Art BD : Delaf et Dubuc à la rencontre du public

Pour quiconque s’intéresse au travail des artisans derrière la série « Les Nombrils », l’atelier donné par Delaf (Marc Delafontaine) et Dubuc (Maryse Dubuc) au Rendez-vous Art BD était probablement la meilleure place où aller cette année.

Quand des bédéistes signent une série à succès comme la leur, il n’est pas rare que leurs admirateurs doivent attendre en ligne pendant de longues minutes – voir des heures – avant de pouvoir les rencontrer un bref instant. Or, lors de leur rencontre avec le public dans une petite salle du Centre culturel Pierre-Gobeil samedi, quelques dizaines de personnes ont pu leur poser à main levée toutes les questions qu’ils avaient avant de faire dédicacer leur album.

« Quand est-ce qu’il va être prêt, le tome 8? » a d’ailleurs lancé un jeune lecteur, qui avait visiblement hâte de mettre la main sur Ex, drague et rock n’ roll, le prochain album du duo, dont les premières pages sont actuellement en prépublication dans le magazine Spirou. « D’ici deux ou trois semaines! » a lancé avec enthousiasme le dessinateur Delaf, avant que la scénariste Dubuc tempère un peu ses ardeurs. « Disons qu’avec la couverture et le matériel promotionnel, j’en ai pour un mois en tout. Ou peut-être deux... » a-t-il concédé en souriant.

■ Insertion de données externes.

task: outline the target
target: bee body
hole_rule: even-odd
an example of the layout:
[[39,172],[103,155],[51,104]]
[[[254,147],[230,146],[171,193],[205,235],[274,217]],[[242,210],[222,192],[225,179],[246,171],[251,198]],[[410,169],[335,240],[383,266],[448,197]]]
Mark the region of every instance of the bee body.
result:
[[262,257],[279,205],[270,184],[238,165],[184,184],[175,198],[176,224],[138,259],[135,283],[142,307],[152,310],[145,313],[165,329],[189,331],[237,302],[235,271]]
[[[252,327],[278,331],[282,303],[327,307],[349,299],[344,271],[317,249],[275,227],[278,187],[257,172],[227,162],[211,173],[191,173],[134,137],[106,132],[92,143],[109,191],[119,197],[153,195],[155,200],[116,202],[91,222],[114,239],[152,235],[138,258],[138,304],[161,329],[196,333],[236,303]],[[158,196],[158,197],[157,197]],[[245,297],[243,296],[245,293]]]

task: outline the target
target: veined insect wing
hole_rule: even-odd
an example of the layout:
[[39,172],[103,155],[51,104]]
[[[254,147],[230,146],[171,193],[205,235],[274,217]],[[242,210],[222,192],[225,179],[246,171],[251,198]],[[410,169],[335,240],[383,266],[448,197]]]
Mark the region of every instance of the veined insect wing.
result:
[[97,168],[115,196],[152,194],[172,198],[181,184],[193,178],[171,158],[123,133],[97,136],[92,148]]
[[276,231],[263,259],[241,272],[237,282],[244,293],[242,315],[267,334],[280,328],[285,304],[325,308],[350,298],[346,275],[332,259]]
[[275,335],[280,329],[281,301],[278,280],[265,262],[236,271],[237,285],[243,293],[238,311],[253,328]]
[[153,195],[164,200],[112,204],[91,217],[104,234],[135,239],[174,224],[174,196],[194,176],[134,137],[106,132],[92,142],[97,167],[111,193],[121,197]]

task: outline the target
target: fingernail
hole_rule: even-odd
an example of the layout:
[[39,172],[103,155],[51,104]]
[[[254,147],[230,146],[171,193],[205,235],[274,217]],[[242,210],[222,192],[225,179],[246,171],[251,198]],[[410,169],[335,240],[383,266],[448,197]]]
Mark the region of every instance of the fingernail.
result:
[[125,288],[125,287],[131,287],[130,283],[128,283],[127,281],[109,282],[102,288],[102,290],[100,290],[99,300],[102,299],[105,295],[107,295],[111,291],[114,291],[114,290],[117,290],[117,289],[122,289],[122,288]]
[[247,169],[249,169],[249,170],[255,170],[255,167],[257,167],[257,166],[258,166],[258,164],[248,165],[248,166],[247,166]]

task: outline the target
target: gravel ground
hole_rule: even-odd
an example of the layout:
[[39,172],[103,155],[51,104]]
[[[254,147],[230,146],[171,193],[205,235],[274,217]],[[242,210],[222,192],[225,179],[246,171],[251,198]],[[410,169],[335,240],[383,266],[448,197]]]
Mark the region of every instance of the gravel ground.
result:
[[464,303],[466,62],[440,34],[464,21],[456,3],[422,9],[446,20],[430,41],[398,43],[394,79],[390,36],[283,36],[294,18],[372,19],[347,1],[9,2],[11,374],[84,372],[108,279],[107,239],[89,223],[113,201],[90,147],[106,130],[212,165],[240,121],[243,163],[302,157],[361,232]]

Les deux créateurs ont hâte de terminer l’album, notamment parce qu’ils sont rendus à l’étape qui est « un peu la job de bras », soit l’encrage de la dizaine de pages qui restent à faire. « C’est la partie qui est la plus mécanique, la moins créative », a expliqué Delaf, en avouant pouvoir écouter des films en même temps qu’il travaille. Ensuite, les pages seront envoyées à un coloriste en Belgique, et l’album sera prêt.

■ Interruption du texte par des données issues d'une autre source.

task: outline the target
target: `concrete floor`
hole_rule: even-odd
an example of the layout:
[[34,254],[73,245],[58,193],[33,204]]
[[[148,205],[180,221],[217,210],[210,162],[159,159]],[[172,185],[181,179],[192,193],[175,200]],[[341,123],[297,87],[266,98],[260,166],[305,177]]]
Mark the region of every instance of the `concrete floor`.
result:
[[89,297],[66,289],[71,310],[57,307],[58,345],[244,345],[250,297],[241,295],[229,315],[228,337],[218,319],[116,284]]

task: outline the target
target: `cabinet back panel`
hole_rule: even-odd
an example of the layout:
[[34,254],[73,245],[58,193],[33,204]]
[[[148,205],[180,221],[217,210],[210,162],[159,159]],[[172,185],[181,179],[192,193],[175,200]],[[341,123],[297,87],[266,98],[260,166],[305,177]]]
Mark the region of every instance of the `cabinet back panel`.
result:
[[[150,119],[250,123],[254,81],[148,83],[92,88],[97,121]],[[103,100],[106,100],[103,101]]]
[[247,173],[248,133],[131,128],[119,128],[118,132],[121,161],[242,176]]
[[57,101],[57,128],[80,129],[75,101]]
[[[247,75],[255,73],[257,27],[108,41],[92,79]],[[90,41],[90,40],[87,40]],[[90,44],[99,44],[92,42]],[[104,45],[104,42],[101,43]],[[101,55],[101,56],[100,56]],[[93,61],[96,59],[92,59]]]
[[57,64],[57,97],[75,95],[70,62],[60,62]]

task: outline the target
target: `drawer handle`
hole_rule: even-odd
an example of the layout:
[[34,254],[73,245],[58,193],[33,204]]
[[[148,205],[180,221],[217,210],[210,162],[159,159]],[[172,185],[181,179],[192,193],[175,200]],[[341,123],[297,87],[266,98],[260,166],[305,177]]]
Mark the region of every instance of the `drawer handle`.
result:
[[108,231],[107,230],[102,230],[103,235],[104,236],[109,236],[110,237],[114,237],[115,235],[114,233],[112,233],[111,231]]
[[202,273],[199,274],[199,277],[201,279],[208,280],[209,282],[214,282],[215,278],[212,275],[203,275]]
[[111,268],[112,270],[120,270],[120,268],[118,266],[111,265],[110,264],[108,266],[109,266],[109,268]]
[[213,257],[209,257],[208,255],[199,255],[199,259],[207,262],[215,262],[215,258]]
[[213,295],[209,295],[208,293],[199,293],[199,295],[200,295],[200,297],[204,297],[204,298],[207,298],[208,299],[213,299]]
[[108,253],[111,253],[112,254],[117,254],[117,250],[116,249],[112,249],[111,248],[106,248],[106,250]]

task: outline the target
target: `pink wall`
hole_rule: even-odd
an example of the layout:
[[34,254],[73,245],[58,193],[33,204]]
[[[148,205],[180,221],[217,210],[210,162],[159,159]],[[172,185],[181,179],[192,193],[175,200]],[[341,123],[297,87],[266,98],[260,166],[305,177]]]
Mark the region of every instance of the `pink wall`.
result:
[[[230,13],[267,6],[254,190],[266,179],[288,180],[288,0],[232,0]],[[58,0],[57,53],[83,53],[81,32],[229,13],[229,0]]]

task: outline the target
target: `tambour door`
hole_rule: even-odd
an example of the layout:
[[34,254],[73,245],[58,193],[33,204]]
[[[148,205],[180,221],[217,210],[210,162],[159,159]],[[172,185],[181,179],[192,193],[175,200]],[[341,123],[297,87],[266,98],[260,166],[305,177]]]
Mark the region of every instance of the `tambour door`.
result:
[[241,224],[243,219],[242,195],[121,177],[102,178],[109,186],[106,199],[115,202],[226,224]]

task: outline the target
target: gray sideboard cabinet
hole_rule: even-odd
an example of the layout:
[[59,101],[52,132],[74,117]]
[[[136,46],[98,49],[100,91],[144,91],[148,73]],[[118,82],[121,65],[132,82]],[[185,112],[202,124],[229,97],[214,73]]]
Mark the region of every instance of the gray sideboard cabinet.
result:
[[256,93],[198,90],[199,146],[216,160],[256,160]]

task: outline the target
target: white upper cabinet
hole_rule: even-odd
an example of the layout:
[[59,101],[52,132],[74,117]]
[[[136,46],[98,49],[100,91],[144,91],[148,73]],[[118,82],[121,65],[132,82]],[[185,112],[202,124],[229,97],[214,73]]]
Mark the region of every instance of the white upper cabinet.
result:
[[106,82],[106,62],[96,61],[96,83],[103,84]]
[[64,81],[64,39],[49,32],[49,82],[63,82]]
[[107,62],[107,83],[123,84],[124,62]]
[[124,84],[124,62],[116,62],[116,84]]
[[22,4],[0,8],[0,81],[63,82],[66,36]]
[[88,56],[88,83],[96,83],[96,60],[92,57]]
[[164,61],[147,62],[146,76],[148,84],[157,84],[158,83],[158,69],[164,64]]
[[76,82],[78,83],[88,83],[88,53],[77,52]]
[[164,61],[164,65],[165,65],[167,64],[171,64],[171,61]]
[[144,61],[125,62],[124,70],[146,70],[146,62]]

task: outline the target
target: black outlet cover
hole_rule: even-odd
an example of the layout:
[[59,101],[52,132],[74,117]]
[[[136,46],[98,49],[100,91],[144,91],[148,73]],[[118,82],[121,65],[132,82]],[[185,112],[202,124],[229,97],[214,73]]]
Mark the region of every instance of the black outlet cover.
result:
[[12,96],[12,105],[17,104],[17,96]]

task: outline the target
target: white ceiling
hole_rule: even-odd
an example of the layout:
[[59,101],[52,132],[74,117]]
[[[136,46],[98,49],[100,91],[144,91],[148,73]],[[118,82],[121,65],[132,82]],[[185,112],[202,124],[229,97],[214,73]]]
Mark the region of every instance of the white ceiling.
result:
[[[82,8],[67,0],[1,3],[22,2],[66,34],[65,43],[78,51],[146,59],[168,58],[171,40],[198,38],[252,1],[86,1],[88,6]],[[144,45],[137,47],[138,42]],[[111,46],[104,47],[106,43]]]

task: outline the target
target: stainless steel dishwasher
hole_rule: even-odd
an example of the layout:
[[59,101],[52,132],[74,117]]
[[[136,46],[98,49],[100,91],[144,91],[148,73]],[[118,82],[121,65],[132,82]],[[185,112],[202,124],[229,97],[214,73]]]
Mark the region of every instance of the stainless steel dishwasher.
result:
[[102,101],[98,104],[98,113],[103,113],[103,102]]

Une série pour les filles?

Le genre du lectorat des Nombrils a également été abordé au cours de l’atelier. La série était originalement publiée dans Safarir, magazine humoristique au lectorat principalement masculin. Mais quand la proposition a été faite au magazine belge Spirou, les éditeurs se sont réjouis : on leur envoyait enfin... une série « pour les filles ».

« On est plus lus par des filles, et c’est bien, parce que c’est un besoin qu’il y a en bande dessinée », estime Dubuc. « Au Québec, on est un peu une exception parce qu’il y a beaucoup d’auteures féminines, et de séries qui intéressent les filles, mais ce n’est pas nécessairement le cas en Europe », dit-elle.

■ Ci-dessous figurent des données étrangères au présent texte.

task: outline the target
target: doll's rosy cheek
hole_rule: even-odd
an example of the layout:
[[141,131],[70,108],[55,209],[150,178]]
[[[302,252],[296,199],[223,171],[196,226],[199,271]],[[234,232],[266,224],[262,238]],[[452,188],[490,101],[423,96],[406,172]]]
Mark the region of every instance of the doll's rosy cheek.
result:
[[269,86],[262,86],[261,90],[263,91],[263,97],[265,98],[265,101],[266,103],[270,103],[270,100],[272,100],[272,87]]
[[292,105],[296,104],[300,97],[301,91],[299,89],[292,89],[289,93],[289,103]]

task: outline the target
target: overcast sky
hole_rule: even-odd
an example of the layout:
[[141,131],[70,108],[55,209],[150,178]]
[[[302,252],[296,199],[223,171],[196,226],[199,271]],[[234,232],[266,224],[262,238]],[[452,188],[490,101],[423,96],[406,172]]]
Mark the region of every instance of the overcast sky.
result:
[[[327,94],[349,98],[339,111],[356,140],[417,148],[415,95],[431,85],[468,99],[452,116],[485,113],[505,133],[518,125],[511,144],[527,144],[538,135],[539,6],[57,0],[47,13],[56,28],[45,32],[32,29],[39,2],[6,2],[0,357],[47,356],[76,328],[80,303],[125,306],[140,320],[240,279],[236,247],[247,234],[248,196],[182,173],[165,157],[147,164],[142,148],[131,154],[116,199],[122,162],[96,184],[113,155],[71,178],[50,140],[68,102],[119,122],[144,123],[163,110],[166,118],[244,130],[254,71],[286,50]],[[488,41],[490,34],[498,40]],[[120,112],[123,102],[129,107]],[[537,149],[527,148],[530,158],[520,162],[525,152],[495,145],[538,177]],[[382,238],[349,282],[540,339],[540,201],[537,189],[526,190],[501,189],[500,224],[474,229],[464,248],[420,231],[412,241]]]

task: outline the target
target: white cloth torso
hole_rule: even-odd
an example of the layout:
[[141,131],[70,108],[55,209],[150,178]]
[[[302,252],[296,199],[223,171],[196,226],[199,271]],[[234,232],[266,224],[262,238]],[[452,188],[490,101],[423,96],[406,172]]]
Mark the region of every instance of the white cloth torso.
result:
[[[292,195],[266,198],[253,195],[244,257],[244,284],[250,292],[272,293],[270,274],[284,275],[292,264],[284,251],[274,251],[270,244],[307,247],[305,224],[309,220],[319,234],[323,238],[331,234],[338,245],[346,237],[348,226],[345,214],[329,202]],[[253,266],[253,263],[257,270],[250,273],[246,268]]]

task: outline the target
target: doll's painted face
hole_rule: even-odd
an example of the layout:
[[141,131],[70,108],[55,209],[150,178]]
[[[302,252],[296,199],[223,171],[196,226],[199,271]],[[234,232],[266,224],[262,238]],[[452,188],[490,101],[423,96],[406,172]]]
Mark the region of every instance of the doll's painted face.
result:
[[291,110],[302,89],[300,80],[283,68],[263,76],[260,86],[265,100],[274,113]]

« Et on attire aussi des garçons. Eux, c'est surtout l’humour qui les intéresse : ils disent qu’ils nous lisent parce que c’est drôle, alors que les filles nous lisent plus pour l’histoire. C’est comme si les gars avaient besoin d’un prétexte : ils précisent qu’ils l’achètent pour leur sœur, par exemple », poursuit la scénariste.

Les deux auteurs remarquent d’ailleurs qu’eux-mêmes ne rient pas aux mêmes blagues dans Les Nombrils; en tenant chacun à préserver des gags que l’autre ferait sauter, ils conservent cet équilibre qui rend la série unique.

En Estrie pour rester

Une publication en quatrième de couverture de Spirou, c’est un peu la consécration ultime pour une série BD. La majorité du public des Nombrils est en France, et le marché de la bande dessinée est pas mal plus actif en Europe qu’au Québec.

Pourtant, Delaf et Dubuc habitent toujours leur maison de campagne en Estrie, et n’ont pas l’intention de la quitter de sitôt. « La distance nous permet de rester dans notre bulle, de faire des albums qui nous font rire tous les deux avant tout. Quand nos pages sont envoyées, c’est parti, et c’est comme si tout ça se passait très loin de nous », explique Dubuc.

Le Rendez-vous Art BD se poursuit dimanche au Centre culturel Pierre-Gobeil, situé au 970, rue du Haut-Bois Sud, à Rock Forest. L’entrée est gratuite, et la programmation complète est disponible à l’adresse www.centreculturelpg.com.